Corporate travel goes mobile
According to PhoCusWright, the rapid integration of mobile capabilities to plan itineraries, receive travel alerts and serve as a boarding pass is making mobile devices more indispensible to business travelers and their companies. However, these functions are really just the beginning of travel’s mobile revolution.
M-commerce will eventually become as commonplace as online shopping. Seven in 10 frequent business travelers are now carrying smartphones. PhoCusWright’s Mobile: the Next Platform for Travel finds that 77% of frequent business travelers with Web-enabled mobile devices have used the mobile Web to find local services and attractions. Consumers with these newer mobile devices are now ready for advanced travel functionality. U.S. mobile bookings will reach US$160 million in 2010. While the revenue figures remain low, there exists a vast potential for growth for mobile applications that empower mobile travelers, improve travel efficiency and build ancillary revenue.

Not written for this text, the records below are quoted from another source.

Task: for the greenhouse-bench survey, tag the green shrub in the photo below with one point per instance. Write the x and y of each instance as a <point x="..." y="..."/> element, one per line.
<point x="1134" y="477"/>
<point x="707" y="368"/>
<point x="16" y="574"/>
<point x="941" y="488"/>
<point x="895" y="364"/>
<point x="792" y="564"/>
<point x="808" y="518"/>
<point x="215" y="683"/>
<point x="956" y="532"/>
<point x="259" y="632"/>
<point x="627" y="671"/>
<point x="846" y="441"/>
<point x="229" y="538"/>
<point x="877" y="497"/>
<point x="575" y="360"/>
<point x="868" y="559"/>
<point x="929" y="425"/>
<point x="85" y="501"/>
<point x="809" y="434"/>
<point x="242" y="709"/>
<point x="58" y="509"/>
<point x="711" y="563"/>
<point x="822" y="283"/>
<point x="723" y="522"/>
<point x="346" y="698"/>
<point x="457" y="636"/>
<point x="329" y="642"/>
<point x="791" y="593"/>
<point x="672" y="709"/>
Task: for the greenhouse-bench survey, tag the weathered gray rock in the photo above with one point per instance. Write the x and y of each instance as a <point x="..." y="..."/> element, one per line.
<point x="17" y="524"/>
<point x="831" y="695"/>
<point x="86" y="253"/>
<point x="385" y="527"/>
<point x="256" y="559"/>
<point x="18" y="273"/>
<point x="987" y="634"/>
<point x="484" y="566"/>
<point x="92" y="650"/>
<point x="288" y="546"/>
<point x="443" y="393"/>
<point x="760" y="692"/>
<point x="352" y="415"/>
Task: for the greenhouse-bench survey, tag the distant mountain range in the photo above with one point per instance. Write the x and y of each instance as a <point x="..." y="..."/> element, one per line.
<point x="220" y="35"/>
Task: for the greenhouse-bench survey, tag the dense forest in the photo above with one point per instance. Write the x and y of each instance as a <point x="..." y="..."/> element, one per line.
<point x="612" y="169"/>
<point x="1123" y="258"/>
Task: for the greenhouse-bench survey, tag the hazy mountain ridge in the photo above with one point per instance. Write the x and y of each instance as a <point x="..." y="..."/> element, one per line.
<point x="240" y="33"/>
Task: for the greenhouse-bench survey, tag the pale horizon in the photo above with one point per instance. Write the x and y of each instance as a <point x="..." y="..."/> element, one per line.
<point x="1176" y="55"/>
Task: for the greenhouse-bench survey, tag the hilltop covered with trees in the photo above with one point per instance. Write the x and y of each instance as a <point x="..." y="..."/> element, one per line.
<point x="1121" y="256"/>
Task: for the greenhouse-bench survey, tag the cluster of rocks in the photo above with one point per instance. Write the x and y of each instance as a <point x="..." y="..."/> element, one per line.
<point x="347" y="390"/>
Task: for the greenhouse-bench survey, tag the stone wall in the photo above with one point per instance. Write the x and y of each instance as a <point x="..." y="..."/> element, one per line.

Over time, next generation mobile technology will enable multimedia transmissions to facilitate informed decisions, enable self-service and paperless travel purchases, provide for e-wallet payment capabilities and data capture for submission and reimbursement wherever a business traveler is located. Given the changing composition of the U.S. workforce to a younger, more technically savvy base of travelers, the key will be to simplify the “employee workflow of travel.” The convenience of mobile services will enable travelers to be more productive by having just-in-time data pushed to them based on situational circumstances and geographic location. In addition, mobile travel applications will help drive compliance to preferred suppliers for both contracted and non-contracted purchases.